Question

A cylindrical specimen of a hypothetical metal alloy is stressed in compression. If its original and final diameters are 30.00 and 30.04 mm, respectively, and its final length is 105.20 mm, compute its original length if the deformation is totally elastic.
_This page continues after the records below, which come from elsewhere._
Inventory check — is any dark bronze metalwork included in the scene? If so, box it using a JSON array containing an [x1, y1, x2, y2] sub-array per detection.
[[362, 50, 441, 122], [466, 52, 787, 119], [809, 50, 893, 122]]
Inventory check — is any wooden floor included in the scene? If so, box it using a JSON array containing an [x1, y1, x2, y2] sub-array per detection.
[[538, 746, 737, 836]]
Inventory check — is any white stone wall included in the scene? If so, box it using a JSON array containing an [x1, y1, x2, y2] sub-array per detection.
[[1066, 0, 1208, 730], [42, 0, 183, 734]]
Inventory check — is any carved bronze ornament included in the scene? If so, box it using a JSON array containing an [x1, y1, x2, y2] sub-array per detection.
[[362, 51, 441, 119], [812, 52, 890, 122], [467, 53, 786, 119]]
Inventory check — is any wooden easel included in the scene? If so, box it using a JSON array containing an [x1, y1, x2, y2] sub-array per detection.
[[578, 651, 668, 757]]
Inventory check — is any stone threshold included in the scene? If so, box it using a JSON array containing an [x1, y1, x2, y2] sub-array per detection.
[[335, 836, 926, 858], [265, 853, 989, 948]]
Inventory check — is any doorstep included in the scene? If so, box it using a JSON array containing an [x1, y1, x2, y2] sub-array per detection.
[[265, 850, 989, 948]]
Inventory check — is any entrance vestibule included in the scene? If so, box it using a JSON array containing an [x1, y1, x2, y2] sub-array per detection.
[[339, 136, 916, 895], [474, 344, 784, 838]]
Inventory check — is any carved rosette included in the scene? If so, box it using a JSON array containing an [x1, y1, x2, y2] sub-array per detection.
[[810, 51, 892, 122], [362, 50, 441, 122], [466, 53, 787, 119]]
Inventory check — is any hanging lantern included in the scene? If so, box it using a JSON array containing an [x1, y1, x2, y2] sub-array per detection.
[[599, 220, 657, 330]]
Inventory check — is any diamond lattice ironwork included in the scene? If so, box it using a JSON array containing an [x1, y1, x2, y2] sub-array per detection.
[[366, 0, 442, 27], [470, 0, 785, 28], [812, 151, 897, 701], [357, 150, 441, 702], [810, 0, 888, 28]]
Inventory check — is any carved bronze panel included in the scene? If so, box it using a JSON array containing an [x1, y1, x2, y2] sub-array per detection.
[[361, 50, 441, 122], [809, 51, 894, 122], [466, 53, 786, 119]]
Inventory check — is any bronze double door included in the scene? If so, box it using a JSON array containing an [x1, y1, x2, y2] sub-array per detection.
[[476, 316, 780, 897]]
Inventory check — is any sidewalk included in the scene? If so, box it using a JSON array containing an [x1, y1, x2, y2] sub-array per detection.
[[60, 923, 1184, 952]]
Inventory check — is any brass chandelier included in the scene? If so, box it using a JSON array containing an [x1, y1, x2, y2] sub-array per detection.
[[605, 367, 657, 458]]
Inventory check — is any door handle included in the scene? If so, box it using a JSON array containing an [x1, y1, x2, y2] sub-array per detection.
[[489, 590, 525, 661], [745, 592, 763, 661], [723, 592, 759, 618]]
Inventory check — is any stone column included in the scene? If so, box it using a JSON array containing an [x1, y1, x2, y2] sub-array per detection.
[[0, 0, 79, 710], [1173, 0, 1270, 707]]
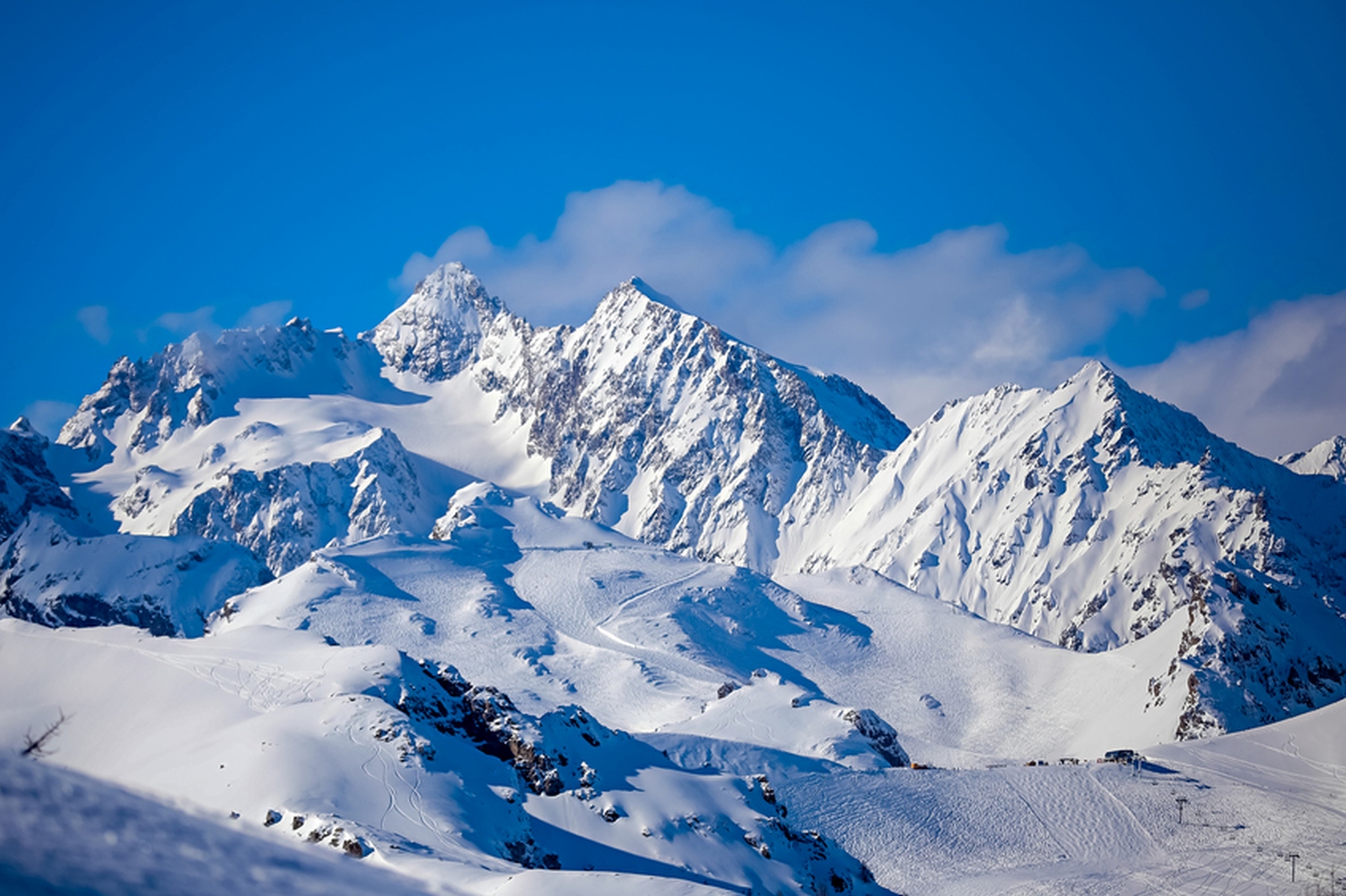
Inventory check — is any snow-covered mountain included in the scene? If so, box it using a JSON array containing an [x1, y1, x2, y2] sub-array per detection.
[[800, 362, 1346, 735], [0, 417, 75, 538], [371, 264, 909, 570], [1276, 436, 1346, 482], [0, 258, 1346, 892]]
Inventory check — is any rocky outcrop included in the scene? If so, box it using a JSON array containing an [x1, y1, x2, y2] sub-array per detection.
[[57, 318, 388, 465], [0, 513, 271, 638], [395, 661, 625, 798], [0, 417, 75, 540], [168, 430, 420, 576], [801, 363, 1346, 732], [368, 265, 909, 570]]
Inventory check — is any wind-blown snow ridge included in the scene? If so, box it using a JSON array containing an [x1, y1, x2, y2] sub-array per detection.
[[1276, 436, 1346, 482], [0, 257, 1346, 896]]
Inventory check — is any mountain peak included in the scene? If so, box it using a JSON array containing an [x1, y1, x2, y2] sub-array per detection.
[[594, 277, 688, 319], [363, 261, 509, 381], [1062, 358, 1122, 392], [1276, 436, 1346, 482]]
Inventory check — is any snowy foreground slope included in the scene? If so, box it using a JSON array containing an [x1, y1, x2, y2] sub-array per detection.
[[0, 258, 1346, 893]]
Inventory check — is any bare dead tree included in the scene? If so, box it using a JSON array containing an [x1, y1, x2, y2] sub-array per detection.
[[19, 710, 66, 759]]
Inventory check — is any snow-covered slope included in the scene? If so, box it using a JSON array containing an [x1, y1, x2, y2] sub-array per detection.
[[0, 248, 1346, 893], [26, 264, 1346, 736], [1276, 436, 1346, 482], [0, 514, 271, 637], [371, 265, 907, 570], [800, 363, 1346, 736], [57, 318, 412, 463], [0, 417, 75, 540]]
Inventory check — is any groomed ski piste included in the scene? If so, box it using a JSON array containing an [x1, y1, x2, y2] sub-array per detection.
[[0, 486, 1346, 893]]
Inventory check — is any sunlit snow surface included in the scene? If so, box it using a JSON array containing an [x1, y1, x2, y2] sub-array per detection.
[[0, 484, 1346, 893], [10, 265, 1346, 895]]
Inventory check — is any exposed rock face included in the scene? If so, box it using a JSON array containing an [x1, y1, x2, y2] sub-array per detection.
[[0, 417, 75, 540], [57, 318, 387, 463], [0, 513, 271, 637], [396, 662, 626, 798], [371, 265, 909, 570], [34, 265, 1346, 734], [168, 430, 420, 576], [802, 363, 1346, 731], [361, 263, 514, 382], [844, 709, 912, 769]]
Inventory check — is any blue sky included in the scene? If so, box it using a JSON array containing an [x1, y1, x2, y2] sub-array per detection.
[[0, 2, 1346, 452]]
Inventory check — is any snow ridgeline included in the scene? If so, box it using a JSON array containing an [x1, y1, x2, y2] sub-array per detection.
[[37, 264, 1346, 736]]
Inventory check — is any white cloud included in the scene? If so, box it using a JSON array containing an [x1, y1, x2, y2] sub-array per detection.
[[137, 306, 221, 342], [398, 182, 1163, 422], [234, 299, 295, 330], [1122, 292, 1346, 457], [23, 400, 77, 439], [75, 306, 112, 346]]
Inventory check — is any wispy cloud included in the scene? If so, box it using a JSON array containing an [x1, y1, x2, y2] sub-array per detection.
[[75, 306, 112, 340], [400, 182, 1163, 422], [234, 299, 295, 330], [140, 306, 221, 342], [1123, 292, 1346, 457]]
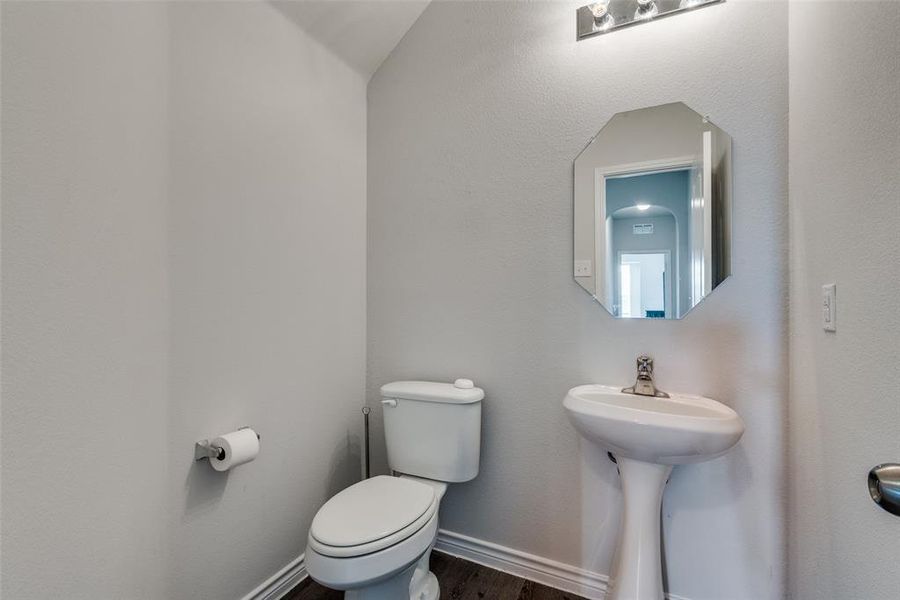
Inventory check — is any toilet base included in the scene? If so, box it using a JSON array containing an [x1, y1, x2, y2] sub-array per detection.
[[344, 542, 441, 600]]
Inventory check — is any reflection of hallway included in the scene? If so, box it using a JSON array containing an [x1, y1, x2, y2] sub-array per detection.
[[619, 252, 672, 319]]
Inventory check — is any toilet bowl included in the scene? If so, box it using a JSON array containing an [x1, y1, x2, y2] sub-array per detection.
[[306, 379, 484, 600], [306, 475, 447, 600]]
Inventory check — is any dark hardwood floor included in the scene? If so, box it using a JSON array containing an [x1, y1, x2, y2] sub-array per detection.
[[284, 552, 584, 600]]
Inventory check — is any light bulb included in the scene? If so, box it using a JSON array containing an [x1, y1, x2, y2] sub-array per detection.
[[634, 0, 659, 21], [588, 2, 616, 31]]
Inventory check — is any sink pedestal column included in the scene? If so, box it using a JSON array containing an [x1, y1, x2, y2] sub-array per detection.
[[607, 457, 672, 600]]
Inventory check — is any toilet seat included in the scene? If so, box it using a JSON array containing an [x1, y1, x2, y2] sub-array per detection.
[[309, 475, 440, 558]]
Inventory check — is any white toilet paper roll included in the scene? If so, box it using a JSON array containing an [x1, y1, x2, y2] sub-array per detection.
[[209, 428, 259, 471]]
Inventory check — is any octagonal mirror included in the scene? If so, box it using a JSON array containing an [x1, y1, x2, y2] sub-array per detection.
[[574, 102, 731, 319]]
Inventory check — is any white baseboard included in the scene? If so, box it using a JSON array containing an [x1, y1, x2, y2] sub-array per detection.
[[434, 529, 608, 600], [241, 529, 687, 600], [241, 554, 309, 600], [434, 529, 688, 600]]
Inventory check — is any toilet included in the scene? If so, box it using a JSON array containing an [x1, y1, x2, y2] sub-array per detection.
[[306, 379, 484, 600]]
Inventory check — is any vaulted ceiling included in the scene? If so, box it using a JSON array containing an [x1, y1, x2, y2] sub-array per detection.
[[272, 0, 430, 78]]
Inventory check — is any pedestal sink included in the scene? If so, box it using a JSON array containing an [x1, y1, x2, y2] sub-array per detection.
[[563, 385, 744, 600]]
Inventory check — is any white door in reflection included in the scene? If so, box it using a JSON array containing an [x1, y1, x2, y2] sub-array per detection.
[[619, 251, 672, 319]]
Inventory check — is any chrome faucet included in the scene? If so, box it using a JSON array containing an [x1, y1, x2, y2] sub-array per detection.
[[622, 354, 669, 398]]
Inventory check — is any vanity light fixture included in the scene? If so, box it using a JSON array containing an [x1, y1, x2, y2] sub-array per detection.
[[576, 0, 724, 40]]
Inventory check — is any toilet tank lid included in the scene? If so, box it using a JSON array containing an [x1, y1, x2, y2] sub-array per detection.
[[381, 379, 484, 404]]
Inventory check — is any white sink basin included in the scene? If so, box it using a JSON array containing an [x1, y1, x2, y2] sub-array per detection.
[[563, 385, 744, 465], [563, 384, 744, 600]]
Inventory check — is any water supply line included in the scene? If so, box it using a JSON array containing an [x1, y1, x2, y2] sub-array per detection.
[[363, 406, 370, 479]]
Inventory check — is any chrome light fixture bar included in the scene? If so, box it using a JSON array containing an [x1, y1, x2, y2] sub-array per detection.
[[576, 0, 725, 40]]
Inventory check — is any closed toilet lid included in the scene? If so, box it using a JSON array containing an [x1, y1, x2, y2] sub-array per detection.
[[309, 475, 436, 547]]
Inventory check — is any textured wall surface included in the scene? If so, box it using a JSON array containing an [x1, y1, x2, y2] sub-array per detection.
[[788, 2, 900, 600], [0, 2, 168, 600], [2, 2, 366, 600], [168, 2, 366, 599], [368, 1, 787, 600]]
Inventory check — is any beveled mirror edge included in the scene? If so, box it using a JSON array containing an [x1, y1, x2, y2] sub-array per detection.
[[569, 101, 735, 321]]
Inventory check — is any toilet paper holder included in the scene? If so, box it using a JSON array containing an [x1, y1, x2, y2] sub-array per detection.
[[194, 425, 261, 460]]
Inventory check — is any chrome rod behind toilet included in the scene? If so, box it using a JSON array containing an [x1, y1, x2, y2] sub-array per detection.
[[363, 406, 371, 479]]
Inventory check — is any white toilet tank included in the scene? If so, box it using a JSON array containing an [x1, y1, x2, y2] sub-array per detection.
[[381, 379, 484, 483]]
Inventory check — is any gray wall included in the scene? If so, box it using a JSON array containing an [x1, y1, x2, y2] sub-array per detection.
[[788, 2, 900, 600], [0, 2, 169, 600], [2, 2, 366, 600], [168, 2, 366, 599], [368, 2, 787, 600]]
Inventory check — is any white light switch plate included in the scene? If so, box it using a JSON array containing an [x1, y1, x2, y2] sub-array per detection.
[[822, 283, 837, 331], [575, 260, 593, 277]]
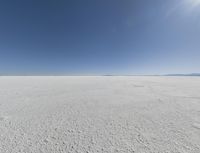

The elastic and shear moduli for this alloy are 65.5 and 25.4 GPa, respectively.

Answer 1

Answer:

The original length of the specimen $l_{o} = 104.7 mm$

Explanation:

Original diameter $d_{o}$ = 30 mm

Final diameter $d_{1}$ = 30.04 mm

Change in diameter Δd = 0.04 mm

Final length $l_{1}$ = 105.20 mm

Elastic modulus E = 65.5 G pa = 65.5 × $10^{3}$ M pa

Shear modulus G = 25.4 G pa = 25.4 × $10^{3}$ M pa

We know that the relation between the shear modulus & elastic modulus is given by

$G = \frac{E}{2(1 + \mu)}$

$25.5 = \frac{65.5}{2 (1 + \mu)}$

$\mu = 0.28$

This is the value of possion's ratio.

We know that the possion's ratio is given by

$\mu = \frac{\frac{0.04}{30} }{\frac{change \ in \ length}{l_{o} } }$

${\frac{change \ in \ length}{l_{o} } = \frac{\frac{0.04}{30} }{0.28}$

${\frac{change \ in \ length}{l_{o} } =$ 0.00476

$\frac{l_{1} - l_{o} }{l_{o} } = 0.00476$

$\frac{l_{1} }{l_{o} } = 1.00476$

Final length $l_{o}$ = 105.2 m

Original length

$l_{o} = \frac{105.2}{1.00476}$

$l_{o} = 104.7 mm$

This is the original length of the specimen.